Levels Three through Five are more intensive approaches that generally focus on children with mild to severe behavioral problems. Level Three, for example, is administered to parents of children with mild or moderate behavioral issues. The counseling intervention occurs in four short sessions, consisting of issue-specific psychoeducation and parent skills training, with tip sheets for parents. Level Four is intended for caregivers whose children display moderate to serious behavioral problems, thus it provides more and longer sessions than the previous level. As is typical of interventions for serious behavioral issues, parents are taught key skills through modeling, rehearsal, and self-evaluation. The parents also engage in supervised practice of the skills with their child either at home or in a clinic setting. Sessions last from 8 to 10 weeks.
If participants in Level Four continue to experience behavioral problems, such as adolescent delinquency or substance use, they are referred to Level Five, where they receive supplemental family intervention.
The Evidence
Triple P’s flexible approach to helping families and a strong evidence base has made it a success in multiple countries and in multiple languages. A number of controlled trials have focused on the effects of specific Triple P components. Both the Level Four group parenting program and Level Four individual self-directed parenting program for families of children with challenging behavior problems in early childhood have shown positive effects on parent-reported child disruptive behavior disorder symptoms across multiple studies (Morawska and Sanders, 2006; Plant and Sanders; Sanders, 1999; Sanders et al., 2004; Sanders et al., 2002; Turner and Sanders, 2006). While Triple-P has multiple studies indicating significant evidence, a recent meta-analysis (Wilson et al., 2012) determined that while there was evidence of significant effect sizes for maternal reports of problem behaviors, the effects were not long lasting and were not reported by neutral observers or fathers. Additionally, more recent studies replicating the Level 4 program find no clear pattern of effect of the program on child behavioral outcomes (Heinrichs et al., 2013; Little et al., 2012; Malti et al., 2011).
One question is whether implementation of the Triple P system can make a community-level impact.
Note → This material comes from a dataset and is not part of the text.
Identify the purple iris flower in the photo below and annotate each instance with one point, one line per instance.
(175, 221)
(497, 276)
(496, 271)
A randomized trial involving 18 counties in South Carolina assigned either to receive Triple P or no Triple P found that when the Triple P system was made available to parents county wide in a variety of formats and organizational settings, substantiated cases of child maltreatment for children up to 8 years old were 22% lower in the counties that received Triple P than in control counties. This is an important risk factor for later adolescent problem behaviors. Out-of-home placements decreased in the Triple P counties but increased in the control counties and were 16% higher in control counties than in experimental counties after Triple P. Another important finding was a reduction in child visits to emergency rooms and admissions to hospitals for injuries due to child maltreatment in the Triple P counties, while, during the same time period, child maltreatment injuries in the control counties increased (Prinz et al., 2009).
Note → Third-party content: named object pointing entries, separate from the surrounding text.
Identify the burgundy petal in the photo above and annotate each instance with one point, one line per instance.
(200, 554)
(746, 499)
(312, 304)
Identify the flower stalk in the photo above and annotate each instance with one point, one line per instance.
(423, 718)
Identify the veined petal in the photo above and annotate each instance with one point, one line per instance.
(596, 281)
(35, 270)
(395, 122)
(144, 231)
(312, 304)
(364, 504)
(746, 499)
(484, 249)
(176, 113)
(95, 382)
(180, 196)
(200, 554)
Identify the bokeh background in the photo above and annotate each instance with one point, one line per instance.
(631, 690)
Another recent study examining community-wide implementation of Triple P was conducted in Australia, where diverse community sectors, such as practitioners, schools, social workers, counselors, etc., delivered all levels of Triple P (Sanders et al., 2008). This study found that caregivers in Triple P communities reported significant reductions in child emotional problems 2 years after the program was implemented: participating communities showed a decrease from 15.3% to 12.6% of children in the clinical range of emotional problems. Caregivers also reported a reduction in emotional and behavioral problems from 13.9% of children being in the clinical range for emotional and behavioral problems to 10.9% of children in the clinical range after Triple P was implemented. Such wide-ranging effects on children and adults result in important cost savings. Recent estimates suggest that for every dollar spent on the Triple P system, $6.06 in savings may be realized (Lee et al., 2012).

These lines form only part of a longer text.